In the values discussion, the Blueprint for the ASEAN Socio-Cultural Community commits to an ASEAN that will ‘promote human and social development, respect for fundamental freedoms, gender equality, the promotion and protection of human rights and the promotion of social justice.’
Not much in that to force Oz diplomats to sit down and shut up.
Australia has already had a big subordinate-ourselves-to-ASEAN argument that turned out, on inspection, to be a mouse that couldn’t squeak, much less roar.
To gain the seat at the East Asia Summit, Australia had to sign an ASEAN foundational document, the Treaty of Amity and Cooperation. Oh horror, went the subordination argument, Australia will have to compromise its commitment to the US alliance. This was tosh.
Australia signed the TAC while stating it had no impact on alliance commitments. ASEAN didn’t twitch and neither did the alliance. And into the EAS marched Oz.
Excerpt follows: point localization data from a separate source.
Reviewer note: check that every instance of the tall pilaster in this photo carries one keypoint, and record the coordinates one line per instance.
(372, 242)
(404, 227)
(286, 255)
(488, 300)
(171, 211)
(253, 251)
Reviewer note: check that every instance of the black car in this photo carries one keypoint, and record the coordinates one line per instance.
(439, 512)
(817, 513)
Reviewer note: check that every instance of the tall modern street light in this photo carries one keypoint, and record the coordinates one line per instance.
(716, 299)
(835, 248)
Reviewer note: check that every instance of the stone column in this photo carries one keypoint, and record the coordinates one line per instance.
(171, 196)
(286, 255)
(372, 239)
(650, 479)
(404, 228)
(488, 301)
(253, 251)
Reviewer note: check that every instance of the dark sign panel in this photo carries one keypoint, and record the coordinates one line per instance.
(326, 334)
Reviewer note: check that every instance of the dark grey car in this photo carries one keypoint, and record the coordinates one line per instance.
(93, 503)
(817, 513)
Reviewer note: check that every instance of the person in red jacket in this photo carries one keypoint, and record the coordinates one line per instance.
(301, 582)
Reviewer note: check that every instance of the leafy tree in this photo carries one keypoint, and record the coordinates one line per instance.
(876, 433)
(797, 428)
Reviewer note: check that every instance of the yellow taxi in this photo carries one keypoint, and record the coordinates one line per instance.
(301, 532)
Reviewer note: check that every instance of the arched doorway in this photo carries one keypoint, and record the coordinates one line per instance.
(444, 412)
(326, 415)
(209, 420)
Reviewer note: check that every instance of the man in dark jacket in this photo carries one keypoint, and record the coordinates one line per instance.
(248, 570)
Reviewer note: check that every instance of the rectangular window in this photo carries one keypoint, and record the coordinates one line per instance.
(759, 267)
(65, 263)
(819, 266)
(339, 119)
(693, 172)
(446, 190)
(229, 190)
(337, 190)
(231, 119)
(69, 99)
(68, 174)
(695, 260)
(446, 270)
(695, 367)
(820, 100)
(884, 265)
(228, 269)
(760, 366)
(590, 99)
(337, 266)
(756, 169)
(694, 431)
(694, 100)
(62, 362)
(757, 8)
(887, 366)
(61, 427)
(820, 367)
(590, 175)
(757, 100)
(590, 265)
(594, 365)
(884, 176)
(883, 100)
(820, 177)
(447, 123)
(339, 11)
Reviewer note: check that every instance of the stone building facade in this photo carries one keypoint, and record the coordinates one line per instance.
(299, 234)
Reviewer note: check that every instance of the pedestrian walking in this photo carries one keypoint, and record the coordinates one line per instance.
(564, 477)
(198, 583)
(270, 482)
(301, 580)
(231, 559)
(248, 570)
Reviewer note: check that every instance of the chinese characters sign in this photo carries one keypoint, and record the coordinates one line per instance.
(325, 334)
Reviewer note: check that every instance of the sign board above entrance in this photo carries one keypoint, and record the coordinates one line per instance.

Joining ASEAN as an observer—the half in half out stage – Australia wouldn’t even need the clarifying letter we used with the TAC. We’d be joining for – and loudly boosting – the aims of the Community.
When I spoke to the former Foreign Minister, Bob Carr, he ran through the negative argument and came down finally to the problem of Australia reaching for ASEAN membership as a huge distraction.
‘The Department’s view was that this was not in our interest, that we had a foreign policy focus different from that of most of the other nations in ASEAN, and that we’d have to compromise some of our national interests if we sat as a member of ASEAN. There was an argument I don’t think the Department used that I would have used: that is it would have taken an enormous amount of diplomatic capital to have got us into the thing. And I think softer diplomacy in Southeast Asia reflects our national interest better—not the arm twisting and the lecturing and the hectoring that would have been involved in persuading ten nations to allow Australia in. The process of attempting to get in would have had them all thinking of the ways Australia is different from them. So, if I were Foreign Minister, and someone put to me that we should join ASEAN, I would have thought that it is a huge distraction—one that could have activated and agitated hostility or reservations at very least about Australia.’
In office, Carr stressed Australia’s acceptance of ASEAN’s centrality and the growing importance of ASEAN views, as part of Australia’s ‘more sophisticated understanding of our region and our place within it.’ In a speech in Singapore in 2013, the Foreign Minister praised ASEAN as integral to the political shifts in Asia towards democracy and freedom: ‘We’ve seen the achievement of ASEAN centrality at work and a shift from regional cooperation to regional integration. Australia listens and takes close note of what ASEAN and its member states think. And I highlight alignment with ASEAN as a feature of my period as Foreign Minister’.
A position of ‘alignment’ with ASEAN and its centrality would be a useful place for Australia to start a membership push.
What of a ten-year discussion—based on the ASEAN norms Australia has already embraced in the EAS and the ASEAN Regional Forum—working towards observer status, and not full membership?
Bob Carr told me he understands the approach, but it’s an idea to kick down the road for another time:
‘I’d say in the words that Willy Brandt used about East and West Germany coming together: “What belongs together will come together.” Let’s look at consultation in foreign policy terms—I quoted the example of us moving to a common ASEAN position on engagement with Myanmar Let’s look at a closer economic relationship and if in the longer term—over the next decade, decade and a half, two decades—another proposition emerges we can look at that.’
Time to reverse the semi-Groucho and start talking about the proposition.